Winter weather across much of the country forced the airline to cancel almost a quarter of its flights yesterday from several cities.

The negative attention is unusual for JetBlue. The airline has ranked No. 1 overall for the past three years in one of the best known industry service rankings. Dean E. Headley, an associate professor at Wichita State University's W. Frank Barton School of Business and co-author of the Airline Quality Rating report, said JetBlue will want to fix problems fast because that is part of its corporate culture - and the bad publicity is costing it money.

"They'll recover slowly," Headley said. "They didn't anticipate the size of this mess. Others have been through it before, maybe not to this extent, so they know what to do. Jet- Blue should have gotten people off those planes."

In the end, Headley said that fares and schedules matter more than one bad experience. And while those on the stranded plane might be lost forever as customers, most others are not.

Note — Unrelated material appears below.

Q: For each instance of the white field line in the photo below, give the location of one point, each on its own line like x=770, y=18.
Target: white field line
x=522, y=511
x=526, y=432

Some passengers might have little choice but to use an airline on which they had a bad experience because the carrier dominates the region or they are tied into a frequent-flier program and do not want to lose rewards, Headley said. Others who have had good experiences on the airline are likely to forgive one big lapse in judgment and service.

Further, Headley said, many accept that flying today just isn't fun.

In 2000, there were 5.29 mishandled bags per 1,000 customers. In 2006, there were 6.73, according to the Bureau of Transportation Statistics. Heightened security has led to new rules, longer lines and more flight delays.

Yet, complaints are dropping. In 2000, there were more than 20,560 complaints to the Federal Aviation Administration about U.S. airlines. Last year, there were 6,450.

JetBlue might have to weather complaints from this storm a little longer than usual, Headley said.

"They will lose some revenue and maybe some passengers," he said. "But they'll get the good will back."